Sounds scary. Yet security researchers have now called out the report, which referred to Sochi as a “minefield” for malicious cyber attacks, as not only sensationalized, but “fabricated.” Reporter Richard Engel essentially made his devices vulnerable by visiting websites and downloading questionable Android apps, which he could have done from anywhere in the U.S. too, security researcher Robert Graham points out. The story said nothing about, say, the vulnerability of public WiFi networks in Sochi.

That doesn’t mean phones in Sochi aren’t acting up. Mobile security startup Silent Circle has been getting middle-of-the-night calls from visitors to the Sochi Olympics, worried about strange happenings with their mobile devices. One group of three visitors from a media organization recently called in to say their smartphones were rebooting at 3am, Silent Circle CEO Mike Janke said.

“They know there was no Apple update or anything like that,” he added. “It happened to all three of them. One slept through it but the other two noticed the screen went blank and restarted. Not being there you can’t really know, but I’m assuming the Russian intelligence service is inside their device, or they downloaded something.” Russia, he said, was the “epicenter of mobile hacking right now.”

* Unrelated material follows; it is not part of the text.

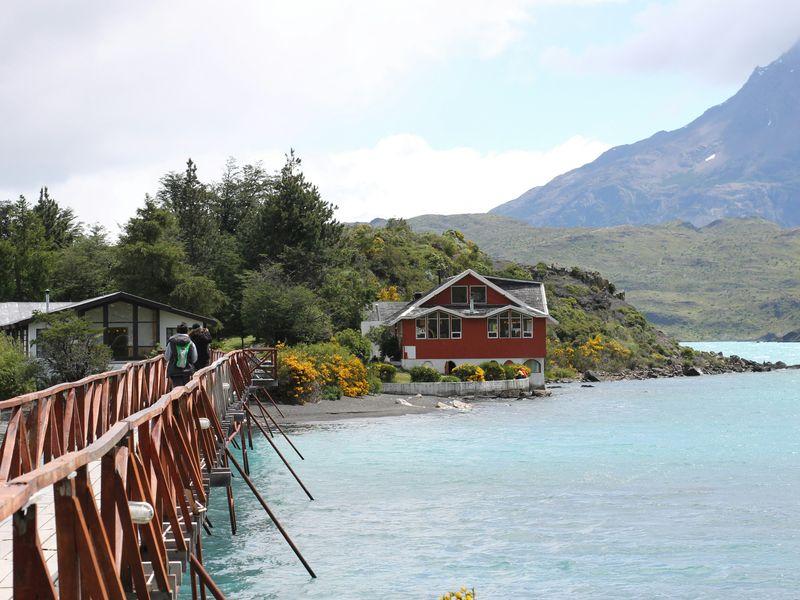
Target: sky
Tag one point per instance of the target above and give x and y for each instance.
(397, 108)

Janke said Silent Circle’s customer service reps had received multiple calls from people in Sochi whose mobile devices have been doing “squirreley things” like heating up and independently rebooting.

Security researcher Graham says anyone visiting Sochi should use a virtual private network over public WiFi to access the Internet. But generally speaking, they shouldn’t click on dubious links and keep their browser software patched and up to date.

“You should take those precautions every day,” says Cluley. “Regardless of where you are in the world.”